I have a dataframe like as shown below
ID,US-Test1,US-Test2,US-Test3
1,11,12,13
2,13,16,18
3,15,19,21
I would like to remove the keyword US -
from all my column names
I tried the below but there should be better way to do this
newNames = {
'US-Test1':'Test1',
'US-Test2':'Test2'
}
df.rename(columns=newNames,inplace=True)
But my real data has 70 plus columns and this is not efficient.
Any regex approach to rename columns based on regex to exclude the pattern and retain only what I want?
I expect my output to be like as shown below
ID,Test1,Test2,Test3
1,11,12,13
2,13,16,18
3,15,19,21
CodePudding user response:
You could use a regex that matches the "US-" at the beginning like this:
df.columns = df.columns.str.replace("^US-", "", regex=True)
It replaces the matching "US-" with an empty string.
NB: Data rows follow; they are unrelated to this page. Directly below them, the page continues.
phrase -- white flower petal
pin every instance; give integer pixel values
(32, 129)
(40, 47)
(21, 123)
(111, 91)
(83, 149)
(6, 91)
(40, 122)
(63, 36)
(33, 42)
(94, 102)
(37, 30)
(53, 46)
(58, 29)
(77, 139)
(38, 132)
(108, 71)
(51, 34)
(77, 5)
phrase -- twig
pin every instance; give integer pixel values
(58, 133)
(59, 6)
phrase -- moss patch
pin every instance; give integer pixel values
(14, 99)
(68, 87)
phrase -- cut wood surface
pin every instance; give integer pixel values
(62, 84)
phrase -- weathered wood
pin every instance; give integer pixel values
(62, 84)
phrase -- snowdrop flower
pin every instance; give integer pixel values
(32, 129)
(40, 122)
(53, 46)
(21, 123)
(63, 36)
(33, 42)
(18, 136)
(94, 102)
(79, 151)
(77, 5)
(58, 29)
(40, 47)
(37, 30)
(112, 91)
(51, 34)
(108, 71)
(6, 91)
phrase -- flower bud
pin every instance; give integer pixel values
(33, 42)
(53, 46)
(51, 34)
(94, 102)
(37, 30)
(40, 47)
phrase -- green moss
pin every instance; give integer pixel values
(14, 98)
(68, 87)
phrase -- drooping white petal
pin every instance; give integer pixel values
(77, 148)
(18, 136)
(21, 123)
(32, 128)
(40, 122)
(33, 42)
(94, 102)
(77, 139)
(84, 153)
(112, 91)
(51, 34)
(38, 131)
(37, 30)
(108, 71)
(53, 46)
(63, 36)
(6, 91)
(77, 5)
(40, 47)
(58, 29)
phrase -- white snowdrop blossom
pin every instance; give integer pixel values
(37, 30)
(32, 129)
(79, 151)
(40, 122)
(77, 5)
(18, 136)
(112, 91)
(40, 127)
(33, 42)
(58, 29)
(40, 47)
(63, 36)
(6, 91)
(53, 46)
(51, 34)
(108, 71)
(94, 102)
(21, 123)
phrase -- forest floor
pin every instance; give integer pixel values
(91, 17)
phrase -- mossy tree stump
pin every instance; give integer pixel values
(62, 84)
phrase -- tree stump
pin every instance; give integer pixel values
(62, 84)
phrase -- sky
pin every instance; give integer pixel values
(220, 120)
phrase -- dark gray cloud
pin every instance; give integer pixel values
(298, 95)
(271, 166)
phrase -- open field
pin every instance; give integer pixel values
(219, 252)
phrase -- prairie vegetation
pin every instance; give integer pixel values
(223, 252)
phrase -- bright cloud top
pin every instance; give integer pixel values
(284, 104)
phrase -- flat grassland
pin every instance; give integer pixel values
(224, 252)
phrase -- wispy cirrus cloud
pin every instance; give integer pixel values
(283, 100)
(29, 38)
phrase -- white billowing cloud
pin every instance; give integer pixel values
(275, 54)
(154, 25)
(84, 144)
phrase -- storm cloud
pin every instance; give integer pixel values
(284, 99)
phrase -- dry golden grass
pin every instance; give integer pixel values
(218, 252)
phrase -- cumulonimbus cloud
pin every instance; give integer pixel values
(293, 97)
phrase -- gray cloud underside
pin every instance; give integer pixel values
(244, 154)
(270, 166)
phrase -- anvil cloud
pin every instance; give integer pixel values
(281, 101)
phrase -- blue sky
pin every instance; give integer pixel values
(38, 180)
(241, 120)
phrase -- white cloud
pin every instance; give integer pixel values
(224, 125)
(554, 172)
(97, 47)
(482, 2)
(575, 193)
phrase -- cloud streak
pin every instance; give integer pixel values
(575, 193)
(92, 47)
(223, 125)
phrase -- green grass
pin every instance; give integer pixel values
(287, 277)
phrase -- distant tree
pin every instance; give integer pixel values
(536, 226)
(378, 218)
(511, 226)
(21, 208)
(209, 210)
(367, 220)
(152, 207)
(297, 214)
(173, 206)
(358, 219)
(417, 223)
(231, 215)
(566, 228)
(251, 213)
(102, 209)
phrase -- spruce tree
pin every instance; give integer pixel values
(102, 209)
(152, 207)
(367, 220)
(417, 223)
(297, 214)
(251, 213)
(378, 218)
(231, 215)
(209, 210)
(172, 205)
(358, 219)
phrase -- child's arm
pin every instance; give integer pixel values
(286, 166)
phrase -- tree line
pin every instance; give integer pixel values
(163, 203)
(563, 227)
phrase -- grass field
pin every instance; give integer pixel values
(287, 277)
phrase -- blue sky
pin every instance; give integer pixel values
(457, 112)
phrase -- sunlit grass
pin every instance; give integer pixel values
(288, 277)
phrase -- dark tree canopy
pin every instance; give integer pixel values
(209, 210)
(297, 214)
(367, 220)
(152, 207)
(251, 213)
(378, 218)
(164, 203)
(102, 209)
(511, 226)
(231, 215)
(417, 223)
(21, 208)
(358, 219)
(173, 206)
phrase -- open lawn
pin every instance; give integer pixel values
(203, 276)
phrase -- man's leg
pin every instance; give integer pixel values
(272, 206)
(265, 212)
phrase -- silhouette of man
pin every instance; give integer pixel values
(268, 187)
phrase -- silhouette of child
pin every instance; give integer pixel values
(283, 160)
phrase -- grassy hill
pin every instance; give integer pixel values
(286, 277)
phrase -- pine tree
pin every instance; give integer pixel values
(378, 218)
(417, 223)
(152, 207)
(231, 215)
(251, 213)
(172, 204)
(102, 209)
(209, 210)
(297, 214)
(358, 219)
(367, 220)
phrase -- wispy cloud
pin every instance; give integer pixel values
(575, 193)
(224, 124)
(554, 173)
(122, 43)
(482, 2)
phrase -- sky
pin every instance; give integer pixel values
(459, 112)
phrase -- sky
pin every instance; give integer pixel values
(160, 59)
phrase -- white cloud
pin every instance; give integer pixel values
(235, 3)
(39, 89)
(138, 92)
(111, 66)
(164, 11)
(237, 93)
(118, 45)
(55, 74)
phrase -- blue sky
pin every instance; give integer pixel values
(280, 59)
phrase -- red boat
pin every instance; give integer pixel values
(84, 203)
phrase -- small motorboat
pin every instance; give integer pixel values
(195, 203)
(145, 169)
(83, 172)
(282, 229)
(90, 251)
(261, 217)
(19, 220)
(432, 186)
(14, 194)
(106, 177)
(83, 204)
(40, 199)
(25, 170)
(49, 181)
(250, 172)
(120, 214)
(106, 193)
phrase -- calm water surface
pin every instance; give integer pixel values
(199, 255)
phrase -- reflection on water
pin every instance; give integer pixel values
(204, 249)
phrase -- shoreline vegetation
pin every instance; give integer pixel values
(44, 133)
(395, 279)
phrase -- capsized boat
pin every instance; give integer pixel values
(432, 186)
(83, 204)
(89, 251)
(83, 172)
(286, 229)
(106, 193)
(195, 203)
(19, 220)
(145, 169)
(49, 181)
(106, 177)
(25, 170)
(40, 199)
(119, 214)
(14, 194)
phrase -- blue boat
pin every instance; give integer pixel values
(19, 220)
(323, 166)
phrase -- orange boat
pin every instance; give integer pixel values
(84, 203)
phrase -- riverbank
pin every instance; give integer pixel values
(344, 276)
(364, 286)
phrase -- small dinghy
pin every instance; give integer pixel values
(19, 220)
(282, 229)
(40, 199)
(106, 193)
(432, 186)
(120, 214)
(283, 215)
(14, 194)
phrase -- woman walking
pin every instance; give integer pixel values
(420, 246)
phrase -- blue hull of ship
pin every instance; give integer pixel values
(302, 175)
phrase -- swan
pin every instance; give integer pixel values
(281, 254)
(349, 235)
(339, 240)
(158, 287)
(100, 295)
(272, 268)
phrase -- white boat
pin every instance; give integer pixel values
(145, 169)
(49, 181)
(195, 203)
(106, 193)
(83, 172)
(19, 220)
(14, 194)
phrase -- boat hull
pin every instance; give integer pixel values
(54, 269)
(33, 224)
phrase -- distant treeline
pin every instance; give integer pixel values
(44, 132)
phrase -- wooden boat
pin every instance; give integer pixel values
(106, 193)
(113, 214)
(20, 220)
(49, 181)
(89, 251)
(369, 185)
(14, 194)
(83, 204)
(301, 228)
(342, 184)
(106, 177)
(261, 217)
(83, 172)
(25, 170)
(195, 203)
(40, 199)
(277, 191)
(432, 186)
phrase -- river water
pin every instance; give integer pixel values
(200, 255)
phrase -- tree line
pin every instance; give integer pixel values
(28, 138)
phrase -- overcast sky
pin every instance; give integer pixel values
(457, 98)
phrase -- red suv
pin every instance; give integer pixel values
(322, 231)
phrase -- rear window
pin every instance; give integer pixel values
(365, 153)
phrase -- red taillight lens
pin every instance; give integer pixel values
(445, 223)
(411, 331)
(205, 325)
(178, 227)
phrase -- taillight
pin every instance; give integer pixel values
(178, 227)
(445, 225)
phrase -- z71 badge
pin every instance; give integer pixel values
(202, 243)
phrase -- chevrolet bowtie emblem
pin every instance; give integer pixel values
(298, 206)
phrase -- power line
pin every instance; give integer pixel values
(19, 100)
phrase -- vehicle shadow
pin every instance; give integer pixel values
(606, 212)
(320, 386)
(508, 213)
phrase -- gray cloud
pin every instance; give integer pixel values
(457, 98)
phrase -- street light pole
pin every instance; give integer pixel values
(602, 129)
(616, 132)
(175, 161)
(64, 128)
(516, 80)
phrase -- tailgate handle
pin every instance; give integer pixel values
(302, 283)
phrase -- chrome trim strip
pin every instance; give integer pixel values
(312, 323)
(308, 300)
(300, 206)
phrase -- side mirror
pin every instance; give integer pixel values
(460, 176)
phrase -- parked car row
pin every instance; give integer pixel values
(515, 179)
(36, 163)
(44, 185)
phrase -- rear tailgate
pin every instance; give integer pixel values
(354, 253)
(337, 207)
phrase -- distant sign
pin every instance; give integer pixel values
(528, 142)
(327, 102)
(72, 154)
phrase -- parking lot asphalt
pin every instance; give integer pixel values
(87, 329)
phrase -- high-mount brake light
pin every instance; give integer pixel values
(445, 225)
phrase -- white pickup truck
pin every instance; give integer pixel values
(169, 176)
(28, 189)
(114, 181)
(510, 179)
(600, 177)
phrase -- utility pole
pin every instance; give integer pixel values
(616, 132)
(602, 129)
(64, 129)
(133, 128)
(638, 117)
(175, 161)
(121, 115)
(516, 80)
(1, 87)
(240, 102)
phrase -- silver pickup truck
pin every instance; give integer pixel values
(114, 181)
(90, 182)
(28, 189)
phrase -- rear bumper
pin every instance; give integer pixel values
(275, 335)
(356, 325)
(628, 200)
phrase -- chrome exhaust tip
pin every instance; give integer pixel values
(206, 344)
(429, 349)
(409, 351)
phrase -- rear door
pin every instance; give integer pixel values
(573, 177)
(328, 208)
Also, if you know the columns that you want to transform you could apply slicing on their names to remove the first 3 characters:
df.columns = df.columns.str.slice(3)
Of course, this will affect columns that do not match your condition (i.e. do not begin with "US-")
CodePudding user response:
There are many ways to solve the problem. In addition to use of regular expression, one possible way is to use list comprehension to get new column names without first 3 characters, as follows:
import pandas as pd
df = pd.DataFrame({
'US-Test1': [11, 13, 15],
'US-Test2': [13, 16, 18],
'US-Test3': [13, 18, 21]
})
new_columns = [col[3:] for col in df.columns]
print(new_columns)
# ['Test1', 'Test2', 'Test3']
df.columns = new_columns
print(df)
Output:
Test1 Test2 Test3
0 11 13 13
1 13 16 18
2 15 18 21